De toute la creation O'est moi le plus cochon.

Another asserts:

De la tete a la queue Je suis delcieux.

I ignore the pigs, but I pacify local prejudice by buying two gingerbread sailors-a Russian and a French-shaking hands in symbolisation of the Russo-French alliance, and I further prove myself a patriot by throwing bright wooden balls into the mouth of a great-faced German, for which I receive the guerdon of a paper rose and a Berlin wool monkey. I purchase a ticket from a clown standing on a platform begirt by noisy cages, and partake in a raffle for a live turkey; but fortunately I am spared the task of carrying it through the Fair, and not wishing to tempt Providence again, I content myself with trying for soap. A pack of cards is spread round a wheel with an index: round goes the wheel, and whoever has the card at which the index stops gets an orange, or if he likes to save up his oranges exchanges them for a box of soap. You get four cards for two sous, but I take all the pack. Round goes the wheel imperturbably. It stops. Amid the breathless anxiety of the crowd I examine my cards, and invariably find myself the fortunate possessor of the winning one. But, by some mysterious arithmetic, which amuses the crowd, every time I win I have to pay several sous. By such roundabout methods I ultimately arrive at the soap. I have my portrait taken, allured by the "only a franc." My image has a degenerate air; the photographer informs me it will not stay unless he fixes it with enamel-which will be another franc. By the time it is framed it has come up to six francs, and then, as I leave, the attendant begs I will remember him! I give him the photograph, and depart, hoping he will remember me.
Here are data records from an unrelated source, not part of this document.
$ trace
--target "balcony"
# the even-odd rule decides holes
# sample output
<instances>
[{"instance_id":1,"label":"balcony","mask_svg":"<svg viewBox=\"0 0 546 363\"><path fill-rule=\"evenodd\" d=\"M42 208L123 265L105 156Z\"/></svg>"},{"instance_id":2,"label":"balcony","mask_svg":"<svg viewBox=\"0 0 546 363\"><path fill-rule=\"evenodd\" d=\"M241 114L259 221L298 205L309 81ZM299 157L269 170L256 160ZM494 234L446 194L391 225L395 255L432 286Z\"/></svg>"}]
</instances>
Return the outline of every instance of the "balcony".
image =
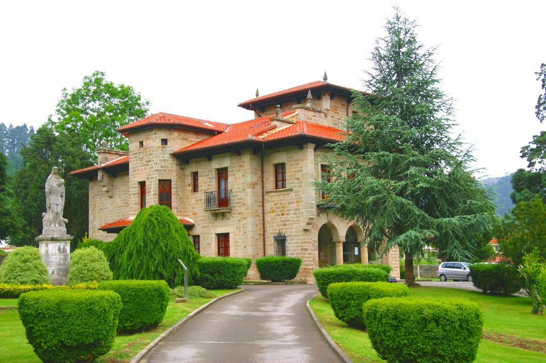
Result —
<instances>
[{"instance_id":1,"label":"balcony","mask_svg":"<svg viewBox=\"0 0 546 363\"><path fill-rule=\"evenodd\" d=\"M231 190L214 190L205 192L205 210L210 211L215 218L223 219L226 213L232 211Z\"/></svg>"}]
</instances>

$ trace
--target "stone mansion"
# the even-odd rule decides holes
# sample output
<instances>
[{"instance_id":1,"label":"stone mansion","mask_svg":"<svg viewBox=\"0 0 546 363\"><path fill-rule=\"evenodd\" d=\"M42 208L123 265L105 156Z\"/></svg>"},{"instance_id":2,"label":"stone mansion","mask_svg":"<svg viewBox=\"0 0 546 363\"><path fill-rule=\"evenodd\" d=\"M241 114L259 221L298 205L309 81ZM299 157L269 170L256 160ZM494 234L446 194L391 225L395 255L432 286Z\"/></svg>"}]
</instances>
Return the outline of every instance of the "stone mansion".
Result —
<instances>
[{"instance_id":1,"label":"stone mansion","mask_svg":"<svg viewBox=\"0 0 546 363\"><path fill-rule=\"evenodd\" d=\"M129 152L103 141L90 180L89 236L111 240L141 208L168 206L203 256L298 257L296 279L319 266L369 263L362 229L322 207L311 184L328 179L318 156L342 140L351 90L324 81L239 104L252 119L232 124L160 112L123 126ZM369 256L378 256L370 251ZM399 251L373 262L400 277ZM371 262L371 261L370 261ZM253 264L248 278L258 277Z\"/></svg>"}]
</instances>

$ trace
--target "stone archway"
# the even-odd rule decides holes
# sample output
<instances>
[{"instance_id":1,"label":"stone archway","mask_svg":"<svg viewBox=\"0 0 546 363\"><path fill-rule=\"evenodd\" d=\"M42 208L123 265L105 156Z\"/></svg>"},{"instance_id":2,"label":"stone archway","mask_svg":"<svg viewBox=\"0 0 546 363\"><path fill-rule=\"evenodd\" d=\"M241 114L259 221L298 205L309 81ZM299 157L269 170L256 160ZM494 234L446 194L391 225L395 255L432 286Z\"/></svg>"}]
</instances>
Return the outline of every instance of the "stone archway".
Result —
<instances>
[{"instance_id":1,"label":"stone archway","mask_svg":"<svg viewBox=\"0 0 546 363\"><path fill-rule=\"evenodd\" d=\"M357 231L351 226L345 233L345 242L343 244L343 263L357 263L360 262L360 244L358 241Z\"/></svg>"},{"instance_id":2,"label":"stone archway","mask_svg":"<svg viewBox=\"0 0 546 363\"><path fill-rule=\"evenodd\" d=\"M333 225L324 224L319 229L317 237L319 267L336 264L336 246L333 236L336 234L337 230Z\"/></svg>"}]
</instances>

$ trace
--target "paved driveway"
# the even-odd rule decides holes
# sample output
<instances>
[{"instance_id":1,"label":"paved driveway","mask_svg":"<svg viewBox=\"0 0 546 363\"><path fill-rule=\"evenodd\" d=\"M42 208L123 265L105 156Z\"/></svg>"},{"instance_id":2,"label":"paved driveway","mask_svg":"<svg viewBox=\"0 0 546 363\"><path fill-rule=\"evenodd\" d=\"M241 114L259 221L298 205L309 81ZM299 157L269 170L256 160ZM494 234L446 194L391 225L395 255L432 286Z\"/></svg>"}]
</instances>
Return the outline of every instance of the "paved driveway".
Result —
<instances>
[{"instance_id":1,"label":"paved driveway","mask_svg":"<svg viewBox=\"0 0 546 363\"><path fill-rule=\"evenodd\" d=\"M246 285L182 325L141 362L339 362L311 319L314 284Z\"/></svg>"},{"instance_id":2,"label":"paved driveway","mask_svg":"<svg viewBox=\"0 0 546 363\"><path fill-rule=\"evenodd\" d=\"M434 286L435 287L453 287L456 289L472 290L473 291L482 291L474 287L472 282L467 281L417 281L422 286Z\"/></svg>"}]
</instances>

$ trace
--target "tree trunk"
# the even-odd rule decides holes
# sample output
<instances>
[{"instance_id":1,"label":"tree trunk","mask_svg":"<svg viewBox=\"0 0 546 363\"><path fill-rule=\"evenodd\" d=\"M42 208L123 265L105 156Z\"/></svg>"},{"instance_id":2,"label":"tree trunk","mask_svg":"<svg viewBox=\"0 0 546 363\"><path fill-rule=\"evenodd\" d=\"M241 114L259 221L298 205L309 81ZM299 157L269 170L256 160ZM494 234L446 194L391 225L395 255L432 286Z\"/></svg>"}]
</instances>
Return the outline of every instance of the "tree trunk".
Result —
<instances>
[{"instance_id":1,"label":"tree trunk","mask_svg":"<svg viewBox=\"0 0 546 363\"><path fill-rule=\"evenodd\" d=\"M413 274L413 255L410 252L404 252L406 261L404 265L406 267L406 285L409 287L419 286L416 283L415 275Z\"/></svg>"}]
</instances>

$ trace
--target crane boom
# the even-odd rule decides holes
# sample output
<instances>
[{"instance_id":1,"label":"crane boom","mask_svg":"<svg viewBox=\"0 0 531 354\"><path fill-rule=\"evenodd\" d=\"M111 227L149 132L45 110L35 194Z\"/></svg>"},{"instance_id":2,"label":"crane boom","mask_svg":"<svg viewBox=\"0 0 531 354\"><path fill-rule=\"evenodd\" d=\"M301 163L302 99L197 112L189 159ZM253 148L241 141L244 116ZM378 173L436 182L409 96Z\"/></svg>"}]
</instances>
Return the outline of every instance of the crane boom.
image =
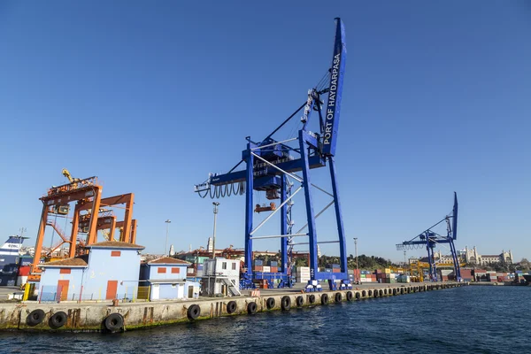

At the Place de la Nation the fun grows thicker: there is a rain of confetti, and everybody comes out in coloured spots; the switchback is busy, chairs mount and descend on ropes, and there is a bunch of balloons; on a platform outside a booth a showman beats a drum, the riding-master cracks his whip, and ladies of uncertain ages and exuberant busts smile all day in evening dress; in the neighbouring Cirque the Ball of the City of Paris is whirling noisily. Yes, life goes on in the old, old way in the land of equality and brotherhood; and the "red fool-fury of the Seine" is but a froth on the surface. The "Twilight of the Peoples" is the morbid vision of a myopic seer. With which reflection we will leave Sanity Fair.